I am also very interested in economics in a more general sense. I am one of those people that still thinks people are rational and markets work. I know these are ideas that have fallen severely out of fashion, but it is the only thing that ever made any sense to me from a theoretical/analytical point of view. I don't mean to say that I don't believe in the experiments carried out by the behavioral economists, but I am yet to be convinced that these things can have any real effects in the aggregate. Having worked in at least one part of the financial industry for a little while, I can say that the approach to valuation and overall decision making seems pretty rational over here.
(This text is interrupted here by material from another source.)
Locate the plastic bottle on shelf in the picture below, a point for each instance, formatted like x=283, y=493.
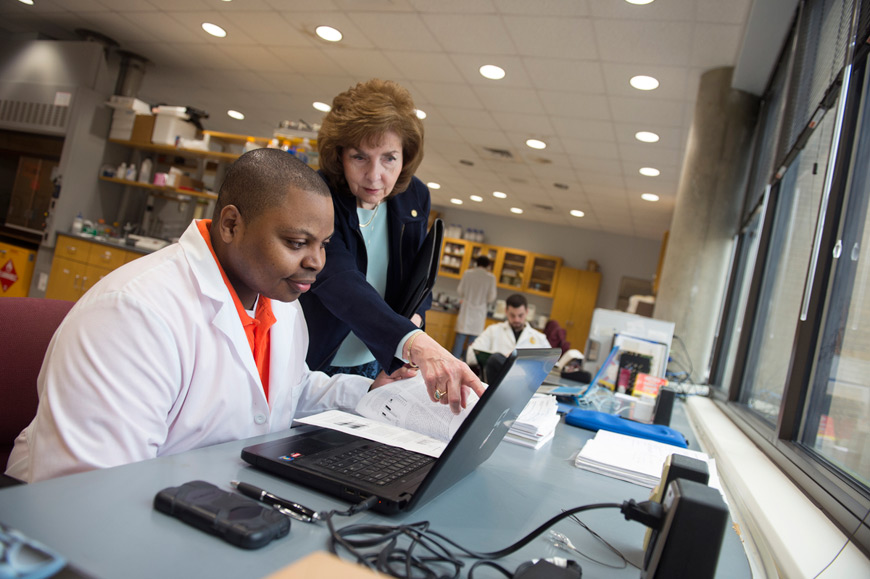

I really don't think that we give higher valuations to a company on a given day simply because we just paid a high price for our lunch (That one was called anchoring, right?).
Lately I have been having certain doubts about some of the first principles on which so much of what I studied in school is built and I thought perhaps I would share them with you and you would have some interesting insight or comment.
Basically it boils down to the following: in most areas of economics, when I think of the first principles, it is a collection of assumptions that all make logical sense. Many of the variables are not directly observable, but we know the general form and it is something one would have a hard time refuting. For example, while I can't easily observe the demand curve for apples, i can safely say that it has to be "downward sloping"--If apples are more expensive I will buy less apples. That is simple and about as true as we can expect anything in the realm of human behavior to be.
My issue comes when I try to think of first principles, or just the "form of first principles" in the area of quantitative finance. We have the law of no arbitrage and the efficient market hypothesis (both of which I think make a lot of logical sense, which I like), but those two alone don't really get you anywhere. We need some assumption for how asset prices evolve. And that is where I think things get murky. There is no logical explanation that gets us to Brownian motion or anything of the like. I can see an explanation for assuming some sort of evolution that is a "martingale", which can logically follow from the efficient market hypothesis (in fact, its almost like saying the same thing), but any assumption we make as far as the form of the distribution seems to come out of thin air. Sure, we can inform the guess with past data, but that does not seem theoretically rigorous. So I look at the entire paradigm of the mean-variance (or risk-return) approach to investing and I am left thinking: risk is not even well defined. Markowitz (or Bachelier) woke up one morning and said "these returns look normally distributed" and we started defining risk in terms of standard deviations, but that's just one random (pun not intended) guess!
And it feels like from then on it just gets worse. Will Sharpe came up with his Capital Asset Pricing Model (which we use at **** all the time, in its most simplistic form) and now it is part of the dogma that asset returns are linearly related to market returns. What is the logical basis to assume a linear relationship here? He could have just as easily assumed a cubic relationship (which will almost by definition fit past data better) and done the same work. His math would have probably gotten messier, but it is hard to find any merits to the linear assumption other than the fact that it is simple. I am all for simplicity, and perhaps if I asked Sharpe he'd tell me that was just a reasonable first approximation, but that is certainly not the way in which people use it now (maybe they are not so rational after all?).
Well, I think this e-mail is well past the point of "long enough". Maybe this is just me longing for the more intellectually challenging days of school, but as I said earlier, I have been struggling with these questions. I would greatly appreciate a response.